The South African Photovoltaic Industry Association (SAPVIA) announced a five-point plan to advance the solar PV industry at the Energy Indaba last December. SAPVIA chairperson Davin Chown said: ‘This will be done through skills development partnerships with the Department of Higher Education and Training through internationally recognised institutions such as SARETEC, and the Energy and Water Sector Education and Training Authority.’
Meanwhile, Surridge-Talbot says that one of Record’s flagship programmes is the Southern African Solar Thermal Training and Demonstration Initiative. This regional project is funded by the Austrian Development Agency, which brings together universities, vocational schools and other training centres from six SADC nations.
These local implementation partners include, apart from Sanedi, the University of Botswana’s Clean Energy Research Centre; the Namibian Energy Institute at the Namibian University of Science and Technology; the Zimbabwean engineering company Domestic Solar Heating; the Centre for Renewable and Sustainable Energy Studies at Stellenbosch University as well as organisations in Lesotho and Mozambique.
Now in its third phase, the project targets installers of solar thermal systems but also those in the policy, administration and financial sectors. The end goal is a solar thermal implementation plan and road map for the six countries, as well as 12 policy workshops with 250 participants; 500 persons trained in 22 courses on design, installation and maintenance of solar thermal systems; and 100 solar thermal demonstration systems installed, in operation and quality checked.

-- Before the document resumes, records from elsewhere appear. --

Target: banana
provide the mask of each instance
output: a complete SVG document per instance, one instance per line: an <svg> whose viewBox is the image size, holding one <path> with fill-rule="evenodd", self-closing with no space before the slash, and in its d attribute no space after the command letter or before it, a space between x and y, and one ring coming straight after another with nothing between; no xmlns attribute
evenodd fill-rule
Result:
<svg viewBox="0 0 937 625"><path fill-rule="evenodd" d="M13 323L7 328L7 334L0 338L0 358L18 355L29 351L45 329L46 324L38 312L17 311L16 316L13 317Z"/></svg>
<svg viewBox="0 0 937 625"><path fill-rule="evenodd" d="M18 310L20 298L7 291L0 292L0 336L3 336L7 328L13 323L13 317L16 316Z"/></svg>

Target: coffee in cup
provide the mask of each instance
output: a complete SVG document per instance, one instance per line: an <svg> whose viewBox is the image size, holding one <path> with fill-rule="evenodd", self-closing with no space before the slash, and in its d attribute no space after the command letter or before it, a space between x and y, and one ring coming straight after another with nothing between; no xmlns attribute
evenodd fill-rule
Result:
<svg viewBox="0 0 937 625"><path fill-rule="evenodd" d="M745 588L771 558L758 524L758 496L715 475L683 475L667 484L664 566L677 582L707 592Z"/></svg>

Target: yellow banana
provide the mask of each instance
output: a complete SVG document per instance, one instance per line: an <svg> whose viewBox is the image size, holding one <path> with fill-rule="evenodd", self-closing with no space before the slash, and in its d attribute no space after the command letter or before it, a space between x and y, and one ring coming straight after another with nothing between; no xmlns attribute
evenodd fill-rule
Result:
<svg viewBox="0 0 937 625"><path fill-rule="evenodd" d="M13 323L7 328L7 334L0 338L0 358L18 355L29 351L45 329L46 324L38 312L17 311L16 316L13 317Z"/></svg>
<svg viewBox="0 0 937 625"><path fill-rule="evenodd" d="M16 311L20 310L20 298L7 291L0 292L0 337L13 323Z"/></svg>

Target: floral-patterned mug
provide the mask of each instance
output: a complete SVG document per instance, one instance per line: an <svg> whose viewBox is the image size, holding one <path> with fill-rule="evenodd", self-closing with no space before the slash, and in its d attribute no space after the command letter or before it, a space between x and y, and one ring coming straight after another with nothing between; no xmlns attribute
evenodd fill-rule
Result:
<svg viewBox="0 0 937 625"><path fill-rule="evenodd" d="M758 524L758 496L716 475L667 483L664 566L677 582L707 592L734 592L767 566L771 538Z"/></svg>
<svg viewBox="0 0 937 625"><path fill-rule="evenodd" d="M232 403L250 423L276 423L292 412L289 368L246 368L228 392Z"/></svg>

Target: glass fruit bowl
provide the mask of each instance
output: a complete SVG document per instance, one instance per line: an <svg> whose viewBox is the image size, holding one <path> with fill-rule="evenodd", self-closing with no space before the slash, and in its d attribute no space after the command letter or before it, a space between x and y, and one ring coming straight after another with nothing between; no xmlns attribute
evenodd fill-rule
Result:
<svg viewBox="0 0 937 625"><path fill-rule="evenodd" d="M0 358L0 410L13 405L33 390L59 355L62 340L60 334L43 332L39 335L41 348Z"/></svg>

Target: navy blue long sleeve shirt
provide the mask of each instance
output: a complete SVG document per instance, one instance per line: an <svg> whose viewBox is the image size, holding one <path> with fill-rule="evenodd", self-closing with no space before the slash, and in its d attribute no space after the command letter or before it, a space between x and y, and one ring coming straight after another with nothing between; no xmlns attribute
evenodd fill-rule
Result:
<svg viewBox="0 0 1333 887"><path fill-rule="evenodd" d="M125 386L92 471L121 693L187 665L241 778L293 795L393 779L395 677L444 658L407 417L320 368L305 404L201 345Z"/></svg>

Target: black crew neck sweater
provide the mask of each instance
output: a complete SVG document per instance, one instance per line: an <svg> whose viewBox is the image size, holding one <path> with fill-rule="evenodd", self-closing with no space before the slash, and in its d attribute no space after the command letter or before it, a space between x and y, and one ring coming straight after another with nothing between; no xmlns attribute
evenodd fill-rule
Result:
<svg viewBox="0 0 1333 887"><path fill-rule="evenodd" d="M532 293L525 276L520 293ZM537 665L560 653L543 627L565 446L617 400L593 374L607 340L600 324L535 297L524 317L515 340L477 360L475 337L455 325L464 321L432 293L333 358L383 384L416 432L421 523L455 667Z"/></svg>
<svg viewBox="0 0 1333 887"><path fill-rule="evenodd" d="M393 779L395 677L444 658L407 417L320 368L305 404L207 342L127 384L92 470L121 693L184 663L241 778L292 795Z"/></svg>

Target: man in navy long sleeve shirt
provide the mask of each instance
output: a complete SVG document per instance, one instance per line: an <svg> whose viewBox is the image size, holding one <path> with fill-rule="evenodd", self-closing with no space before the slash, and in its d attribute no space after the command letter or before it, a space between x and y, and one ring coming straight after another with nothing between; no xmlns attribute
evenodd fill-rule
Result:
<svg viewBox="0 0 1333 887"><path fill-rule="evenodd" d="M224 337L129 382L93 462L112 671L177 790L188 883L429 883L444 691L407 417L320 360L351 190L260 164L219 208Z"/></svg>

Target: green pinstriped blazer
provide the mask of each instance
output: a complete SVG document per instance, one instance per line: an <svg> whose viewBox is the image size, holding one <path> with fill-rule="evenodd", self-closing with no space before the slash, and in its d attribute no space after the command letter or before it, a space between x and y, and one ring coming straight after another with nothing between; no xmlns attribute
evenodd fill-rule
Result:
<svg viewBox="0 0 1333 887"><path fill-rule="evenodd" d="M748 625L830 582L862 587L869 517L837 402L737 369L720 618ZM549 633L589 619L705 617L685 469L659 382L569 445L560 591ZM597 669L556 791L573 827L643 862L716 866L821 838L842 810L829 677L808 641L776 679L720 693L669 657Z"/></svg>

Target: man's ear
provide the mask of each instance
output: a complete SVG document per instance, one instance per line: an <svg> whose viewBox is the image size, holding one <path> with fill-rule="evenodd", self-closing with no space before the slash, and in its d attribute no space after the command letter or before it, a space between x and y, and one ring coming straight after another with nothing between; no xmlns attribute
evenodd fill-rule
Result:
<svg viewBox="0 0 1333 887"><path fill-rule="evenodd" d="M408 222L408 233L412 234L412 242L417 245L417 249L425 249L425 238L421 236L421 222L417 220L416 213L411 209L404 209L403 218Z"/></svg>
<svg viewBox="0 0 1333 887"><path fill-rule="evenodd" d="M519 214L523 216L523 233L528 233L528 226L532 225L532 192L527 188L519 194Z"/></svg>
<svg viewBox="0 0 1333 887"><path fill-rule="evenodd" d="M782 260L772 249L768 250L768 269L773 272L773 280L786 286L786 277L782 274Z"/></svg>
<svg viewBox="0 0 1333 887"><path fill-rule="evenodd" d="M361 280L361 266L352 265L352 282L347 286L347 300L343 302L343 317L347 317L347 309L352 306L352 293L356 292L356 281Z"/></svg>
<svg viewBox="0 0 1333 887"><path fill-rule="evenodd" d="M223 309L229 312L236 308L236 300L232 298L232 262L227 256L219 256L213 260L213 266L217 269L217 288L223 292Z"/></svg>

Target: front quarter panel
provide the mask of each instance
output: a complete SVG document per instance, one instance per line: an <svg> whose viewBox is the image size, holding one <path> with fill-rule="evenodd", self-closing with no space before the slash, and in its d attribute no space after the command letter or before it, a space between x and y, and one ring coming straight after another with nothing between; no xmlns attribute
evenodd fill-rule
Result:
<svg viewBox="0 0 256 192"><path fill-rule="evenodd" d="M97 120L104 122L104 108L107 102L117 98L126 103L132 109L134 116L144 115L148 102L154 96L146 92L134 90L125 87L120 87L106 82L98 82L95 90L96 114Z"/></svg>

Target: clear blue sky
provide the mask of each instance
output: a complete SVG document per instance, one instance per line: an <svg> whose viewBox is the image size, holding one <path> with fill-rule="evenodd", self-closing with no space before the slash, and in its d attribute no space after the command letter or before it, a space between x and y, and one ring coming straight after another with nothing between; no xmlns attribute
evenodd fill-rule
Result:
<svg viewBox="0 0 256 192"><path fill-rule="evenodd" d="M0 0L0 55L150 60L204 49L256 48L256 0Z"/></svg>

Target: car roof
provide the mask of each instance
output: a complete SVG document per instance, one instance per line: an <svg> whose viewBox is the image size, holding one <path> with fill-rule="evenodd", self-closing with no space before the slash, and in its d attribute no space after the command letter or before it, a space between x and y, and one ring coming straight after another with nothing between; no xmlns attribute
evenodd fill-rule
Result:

Back at SARETEC, the formal wind turbine service technician programme may soon be back on the cards. The seven-month course – the first of its kind in sub-Saharan Africa – graduated its third student intake in July 2017, but was put on hold because of Eskom’s delays in signing the PPA.
The internationally recognised course incorporates two months of on-the-job training and is open to candidates who already have a minimum of an NQF Level 4 qualification in an electrical or mechanical trade.
‘Unfortunately we cannot formally train new wind turbine service technicians at present, but we have restrategised our wind offering,’ says Rassool. ‘We’re now focusing on the existing 200 wind technicians who are already working in the country by offering them short courses in basic safety training.’
Safety training is paramount in this sector and includes working at heights, manual handling, fire awareness and first aid. ‘We’re also uncovering a new market,’ adds Rassool. ‘We’re offering basic technician training to school leavers from rural communities in the Eastern and Western Cape, where the wind farms are located. The five-day course allows them to assist qualified technicians. Some may even be inspired to enrol in further training.’
Furthermore, SARETEC has teamed up with wind turbine manufacturer Nordex and turbine blade access and repair specialist Altitec to launch a Cape Town-based academy for rotor blade technicians.
Until now, turbine blade technicians were flown in from Europe to service wind energy contracts in sub-Saharan Africa. ‘There’s a strong need for local teams as the rotor blades commissioned in round one of the PPA have reached the end of their warranty life,’ says Rassool. ‘You require specialist technicians to service and repair end-of-warranty blades in situ.’
According to Altitec MD Tom Dyffort, the academy expects to attract new turbine blade technicians from across the continent. ‘We are investing now in the technical skills and job development needed to match future demand.’